Lucasoato 6 hours ago

> Find the least odd prime factor of 2019^8+1

God that's absurd. The mathematical skills involved on that reasoning are very advanced; the whole process is a bit long but that's impressive for a model that can potentially be self-hosted.

2
pitpatagain 5 hours ago

Also probably in the training data: https://www.quora.com/What-is-the-least-odd-prime-factor-of-...

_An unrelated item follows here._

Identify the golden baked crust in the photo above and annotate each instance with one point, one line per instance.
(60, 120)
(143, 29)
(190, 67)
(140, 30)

It's a public AIME problem from 2019.

dartos 4 hours ago

People have to realize that many problems that are hard for humans are in a dataset somewhere.

zamadatix 3 hours ago

In a twofold way: 1) Don't bother testing it with reasoning problems with an example you pulled from a public data set 2) Search the problem you think is novel and see if you already get an answered match in seconds instead of waiting up to minutes for an LLM to attempt to reproduce it.

There is an in-between measure of usefulness which is to take a problem you know is in the dataset and modify it to values not in the dataset on measure how often it is able to accurately adapt to the right values in its response directly. This is less a test of reasoning strength and more a test of whether or not a given model is more useful than searching its data set.

gowld 3 hours ago

The process is only long because it babbled several useless ideas (direct factoring, direct exponentiating, Sophie Germain) before (and in the middle of) the short correct process.

Vetch 3 hours ago

I think it's exploring in-context. Bringing up related ideas and not getting confused by them is pivotal to these models eventually being able to contribute as productive reasoners. These traces will be immediately helpful in a real world iterative loop where you don't already know the answers or how to correctly phrase the questions.

int_19h 1 hour ago

This model seems to be really good at this. It's decently smart for an LM this size, but more importantly, it can reliably catch its own bullshit and course-correct. And it keeps hammering at the problem until it actually has a working solution even if it takes many tries. It's like a not particularly bright but very persistent intern. Which, honestly, is probably what we want these models to be.